美羽の笑顔を思い浮かべ、灯花は何度も拳を握りしめた。爪が掌に食い込み、じわりと血が滲むまで力を込める。その痛みが、決意を確かなものにした。自分の限界、平民としての壁、それら全てを打ち砕かなければならない。
「どんな手段を使ってでも」
その言葉を口にした瞬間、部屋の隅に濃い影が揺らめいたような気がした。背筋に冷たいものが走り、全身の産毛が逆立つ。しかし同時に、胸の奥で何かが呼応するように熱くなった。灯花がそちらを見た時には、ただの暗がりがあるだけだった。

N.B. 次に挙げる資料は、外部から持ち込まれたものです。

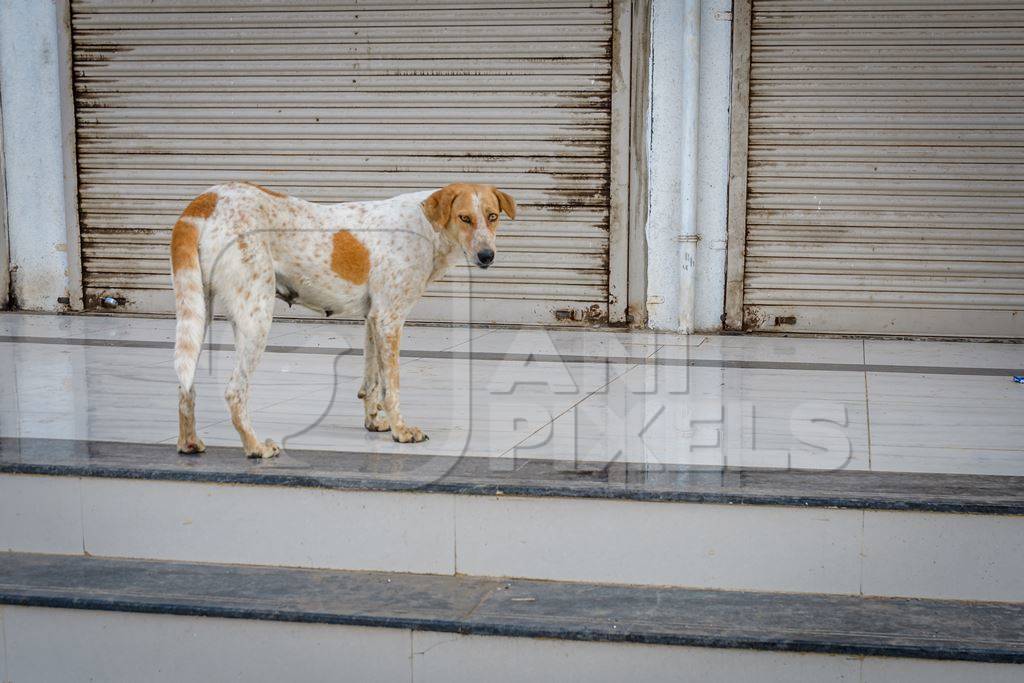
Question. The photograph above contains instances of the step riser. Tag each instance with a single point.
(116, 646)
(747, 547)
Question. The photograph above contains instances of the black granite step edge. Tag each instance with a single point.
(419, 472)
(782, 623)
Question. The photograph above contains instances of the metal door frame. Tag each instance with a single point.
(69, 138)
(738, 141)
(4, 241)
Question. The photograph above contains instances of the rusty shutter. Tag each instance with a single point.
(886, 168)
(337, 101)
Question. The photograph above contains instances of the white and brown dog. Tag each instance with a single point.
(247, 245)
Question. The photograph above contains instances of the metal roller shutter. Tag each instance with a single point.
(886, 167)
(337, 101)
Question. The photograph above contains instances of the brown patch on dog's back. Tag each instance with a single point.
(184, 246)
(349, 259)
(264, 189)
(184, 236)
(202, 206)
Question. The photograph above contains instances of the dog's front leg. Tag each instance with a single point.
(387, 342)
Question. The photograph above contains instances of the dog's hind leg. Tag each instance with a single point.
(373, 389)
(251, 322)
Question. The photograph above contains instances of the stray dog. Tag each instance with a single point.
(247, 245)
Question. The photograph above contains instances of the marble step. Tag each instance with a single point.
(851, 532)
(122, 620)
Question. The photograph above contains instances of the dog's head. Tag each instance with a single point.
(468, 214)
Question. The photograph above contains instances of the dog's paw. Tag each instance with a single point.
(407, 434)
(377, 424)
(265, 450)
(192, 447)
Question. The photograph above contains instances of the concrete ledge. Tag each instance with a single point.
(548, 478)
(820, 624)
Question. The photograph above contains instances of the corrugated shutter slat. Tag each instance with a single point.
(340, 101)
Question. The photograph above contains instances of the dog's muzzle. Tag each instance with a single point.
(484, 257)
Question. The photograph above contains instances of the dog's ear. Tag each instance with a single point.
(506, 203)
(437, 208)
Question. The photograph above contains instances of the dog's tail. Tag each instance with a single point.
(189, 298)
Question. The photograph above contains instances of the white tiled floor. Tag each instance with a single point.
(506, 393)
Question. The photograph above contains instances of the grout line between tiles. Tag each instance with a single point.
(589, 394)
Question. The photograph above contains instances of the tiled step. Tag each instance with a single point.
(388, 626)
(928, 536)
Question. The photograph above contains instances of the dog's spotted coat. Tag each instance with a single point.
(245, 245)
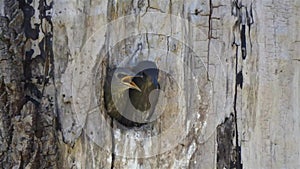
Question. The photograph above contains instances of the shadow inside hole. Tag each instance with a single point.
(147, 81)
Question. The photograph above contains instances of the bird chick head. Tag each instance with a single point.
(123, 80)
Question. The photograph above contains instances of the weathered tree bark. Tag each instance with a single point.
(230, 97)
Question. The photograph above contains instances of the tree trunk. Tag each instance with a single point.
(229, 79)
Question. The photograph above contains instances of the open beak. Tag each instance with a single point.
(127, 80)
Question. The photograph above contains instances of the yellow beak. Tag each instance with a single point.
(127, 80)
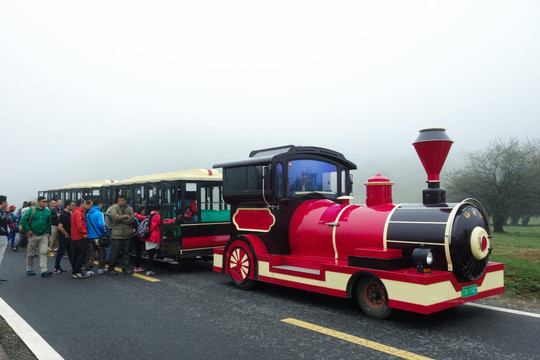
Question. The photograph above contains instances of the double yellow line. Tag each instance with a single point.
(357, 340)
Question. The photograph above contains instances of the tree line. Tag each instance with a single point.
(504, 177)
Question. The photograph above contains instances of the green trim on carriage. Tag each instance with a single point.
(215, 215)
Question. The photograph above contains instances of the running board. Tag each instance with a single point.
(298, 269)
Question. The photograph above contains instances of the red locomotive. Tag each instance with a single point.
(292, 224)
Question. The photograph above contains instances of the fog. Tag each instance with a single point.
(113, 89)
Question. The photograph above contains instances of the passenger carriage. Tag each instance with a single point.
(192, 196)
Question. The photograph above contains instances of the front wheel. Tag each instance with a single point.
(372, 297)
(240, 266)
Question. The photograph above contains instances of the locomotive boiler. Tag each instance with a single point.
(293, 224)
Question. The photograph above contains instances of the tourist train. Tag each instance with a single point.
(285, 216)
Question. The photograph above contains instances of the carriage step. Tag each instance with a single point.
(298, 269)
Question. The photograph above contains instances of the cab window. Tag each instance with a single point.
(307, 176)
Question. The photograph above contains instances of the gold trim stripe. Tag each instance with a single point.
(385, 232)
(418, 222)
(356, 340)
(414, 242)
(335, 228)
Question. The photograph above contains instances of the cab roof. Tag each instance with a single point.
(267, 156)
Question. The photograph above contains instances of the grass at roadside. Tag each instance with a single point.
(519, 250)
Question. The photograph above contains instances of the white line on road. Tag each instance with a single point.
(36, 344)
(517, 312)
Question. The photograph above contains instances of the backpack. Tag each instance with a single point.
(143, 230)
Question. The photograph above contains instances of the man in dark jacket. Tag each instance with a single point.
(122, 217)
(6, 218)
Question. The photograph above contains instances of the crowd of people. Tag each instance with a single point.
(80, 230)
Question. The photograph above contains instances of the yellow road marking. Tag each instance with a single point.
(357, 340)
(140, 276)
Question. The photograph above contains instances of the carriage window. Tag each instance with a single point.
(279, 180)
(305, 176)
(244, 178)
(343, 184)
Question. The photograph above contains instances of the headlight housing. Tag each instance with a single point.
(423, 259)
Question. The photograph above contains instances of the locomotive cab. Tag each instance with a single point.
(266, 189)
(271, 176)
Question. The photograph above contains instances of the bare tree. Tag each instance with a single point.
(503, 177)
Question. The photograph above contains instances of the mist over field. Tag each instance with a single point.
(110, 90)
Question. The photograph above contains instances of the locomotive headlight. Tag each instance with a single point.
(423, 258)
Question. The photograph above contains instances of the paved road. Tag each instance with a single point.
(198, 314)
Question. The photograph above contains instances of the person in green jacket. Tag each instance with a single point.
(37, 224)
(122, 221)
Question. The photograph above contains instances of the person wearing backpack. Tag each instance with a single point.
(140, 215)
(36, 223)
(153, 240)
(95, 224)
(6, 218)
(122, 217)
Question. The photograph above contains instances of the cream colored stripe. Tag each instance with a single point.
(333, 280)
(356, 340)
(426, 295)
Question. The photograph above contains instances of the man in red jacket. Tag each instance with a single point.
(78, 237)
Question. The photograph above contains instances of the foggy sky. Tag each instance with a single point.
(113, 89)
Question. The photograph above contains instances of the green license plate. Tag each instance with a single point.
(469, 291)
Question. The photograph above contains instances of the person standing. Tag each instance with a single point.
(140, 215)
(23, 239)
(6, 218)
(37, 224)
(79, 234)
(108, 228)
(14, 228)
(95, 225)
(55, 216)
(122, 217)
(64, 237)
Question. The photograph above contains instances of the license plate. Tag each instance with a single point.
(469, 291)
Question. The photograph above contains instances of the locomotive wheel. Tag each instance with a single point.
(372, 298)
(241, 266)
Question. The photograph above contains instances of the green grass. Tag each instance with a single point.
(519, 250)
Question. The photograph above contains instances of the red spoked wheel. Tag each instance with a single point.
(372, 297)
(241, 266)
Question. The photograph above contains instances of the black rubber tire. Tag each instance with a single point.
(372, 297)
(240, 266)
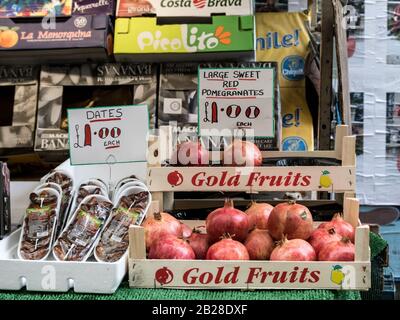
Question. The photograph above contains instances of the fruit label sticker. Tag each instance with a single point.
(108, 134)
(179, 8)
(235, 99)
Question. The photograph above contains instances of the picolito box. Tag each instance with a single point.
(5, 210)
(110, 84)
(55, 8)
(77, 39)
(184, 8)
(18, 103)
(225, 38)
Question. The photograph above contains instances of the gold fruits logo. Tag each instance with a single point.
(8, 37)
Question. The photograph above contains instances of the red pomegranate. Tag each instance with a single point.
(342, 227)
(227, 220)
(191, 154)
(290, 219)
(342, 250)
(258, 214)
(160, 224)
(242, 153)
(227, 249)
(293, 250)
(171, 247)
(199, 243)
(259, 244)
(321, 237)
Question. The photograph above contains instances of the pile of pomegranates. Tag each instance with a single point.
(282, 233)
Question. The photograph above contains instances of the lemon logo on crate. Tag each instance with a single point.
(325, 180)
(337, 275)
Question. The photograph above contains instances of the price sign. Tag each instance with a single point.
(97, 135)
(236, 98)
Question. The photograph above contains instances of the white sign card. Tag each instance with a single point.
(101, 135)
(232, 99)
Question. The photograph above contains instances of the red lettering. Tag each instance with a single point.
(296, 179)
(192, 279)
(219, 275)
(293, 275)
(253, 178)
(212, 181)
(254, 272)
(234, 181)
(198, 179)
(288, 179)
(205, 278)
(303, 275)
(223, 178)
(306, 181)
(231, 277)
(276, 181)
(278, 276)
(315, 276)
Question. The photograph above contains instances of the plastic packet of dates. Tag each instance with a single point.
(84, 190)
(39, 225)
(65, 181)
(80, 235)
(130, 209)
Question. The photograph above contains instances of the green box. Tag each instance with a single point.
(226, 37)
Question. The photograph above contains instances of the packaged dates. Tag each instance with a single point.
(79, 237)
(39, 224)
(131, 208)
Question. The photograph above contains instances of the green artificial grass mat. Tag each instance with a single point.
(377, 244)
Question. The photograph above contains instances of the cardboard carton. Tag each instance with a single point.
(184, 8)
(225, 38)
(55, 8)
(18, 101)
(111, 84)
(77, 39)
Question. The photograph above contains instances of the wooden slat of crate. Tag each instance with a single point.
(249, 179)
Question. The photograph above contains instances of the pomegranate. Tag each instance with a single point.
(186, 231)
(159, 224)
(342, 227)
(191, 154)
(242, 153)
(170, 247)
(259, 244)
(342, 250)
(227, 249)
(321, 237)
(293, 250)
(258, 214)
(227, 220)
(199, 243)
(290, 219)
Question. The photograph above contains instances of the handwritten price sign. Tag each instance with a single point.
(236, 98)
(108, 134)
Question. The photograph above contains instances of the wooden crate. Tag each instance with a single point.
(206, 274)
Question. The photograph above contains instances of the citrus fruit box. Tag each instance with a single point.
(65, 8)
(221, 38)
(50, 275)
(184, 8)
(163, 181)
(76, 39)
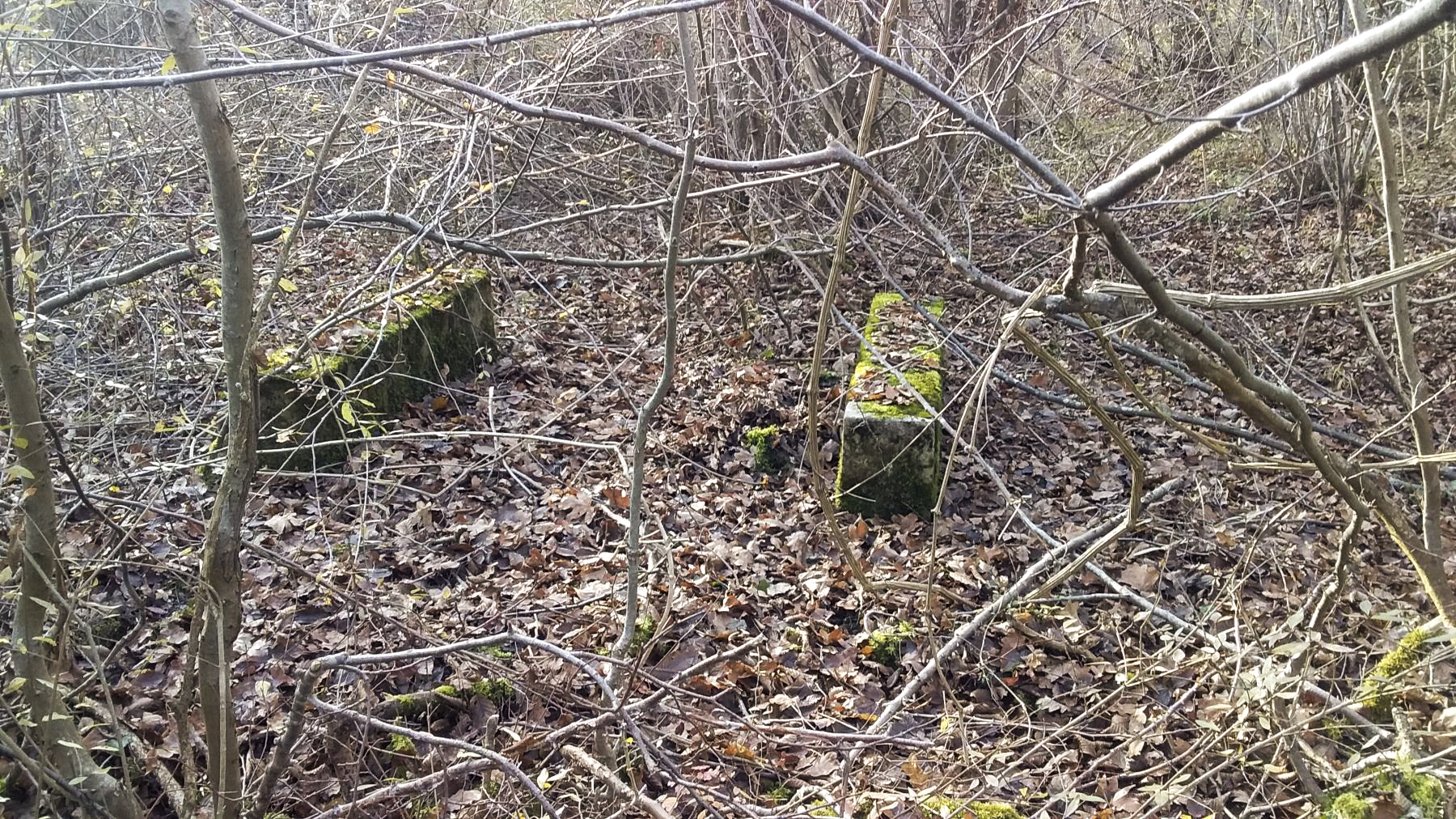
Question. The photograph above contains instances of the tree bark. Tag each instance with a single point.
(32, 651)
(218, 595)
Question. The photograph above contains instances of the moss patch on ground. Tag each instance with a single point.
(1378, 690)
(946, 808)
(315, 411)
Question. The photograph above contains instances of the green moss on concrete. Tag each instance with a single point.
(1348, 806)
(1378, 690)
(342, 397)
(890, 451)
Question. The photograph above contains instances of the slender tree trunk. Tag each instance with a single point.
(1430, 553)
(34, 653)
(218, 596)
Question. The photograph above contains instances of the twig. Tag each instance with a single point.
(600, 771)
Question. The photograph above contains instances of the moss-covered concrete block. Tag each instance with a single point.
(318, 409)
(890, 443)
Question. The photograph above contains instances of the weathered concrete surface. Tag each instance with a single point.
(890, 445)
(309, 411)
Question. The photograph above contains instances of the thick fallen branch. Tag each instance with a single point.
(1295, 298)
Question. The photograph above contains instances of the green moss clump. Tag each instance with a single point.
(1348, 806)
(762, 442)
(642, 634)
(1376, 693)
(925, 380)
(1426, 791)
(453, 329)
(946, 808)
(887, 643)
(890, 452)
(497, 690)
(778, 793)
(408, 706)
(402, 745)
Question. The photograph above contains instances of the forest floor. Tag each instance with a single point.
(1075, 704)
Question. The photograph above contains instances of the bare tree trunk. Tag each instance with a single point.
(1430, 554)
(32, 651)
(220, 596)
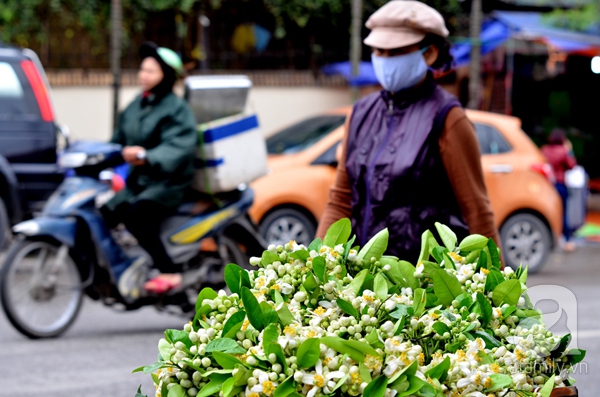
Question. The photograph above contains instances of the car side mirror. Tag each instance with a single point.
(65, 133)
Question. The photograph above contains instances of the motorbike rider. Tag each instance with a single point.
(158, 133)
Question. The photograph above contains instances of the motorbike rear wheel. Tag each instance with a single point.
(40, 288)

彼女は再び美羽の走り書きを読み返し、静かに涙を拭った。しかし涙を拭う手は震えておらず、不思議なほど落ち着いていた。まるで、何か大きな決断を下した後のような静けさだった。
「必ず救ってみせる」
決意を新たにした灯花の瞳の奥には、かすかに赤い光が宿り始めていた。鏡に映る自分の顔を見て、一瞬息を呑む。しかし、その変化を恐れる気持ちよりも、力への渇望の方が強かった。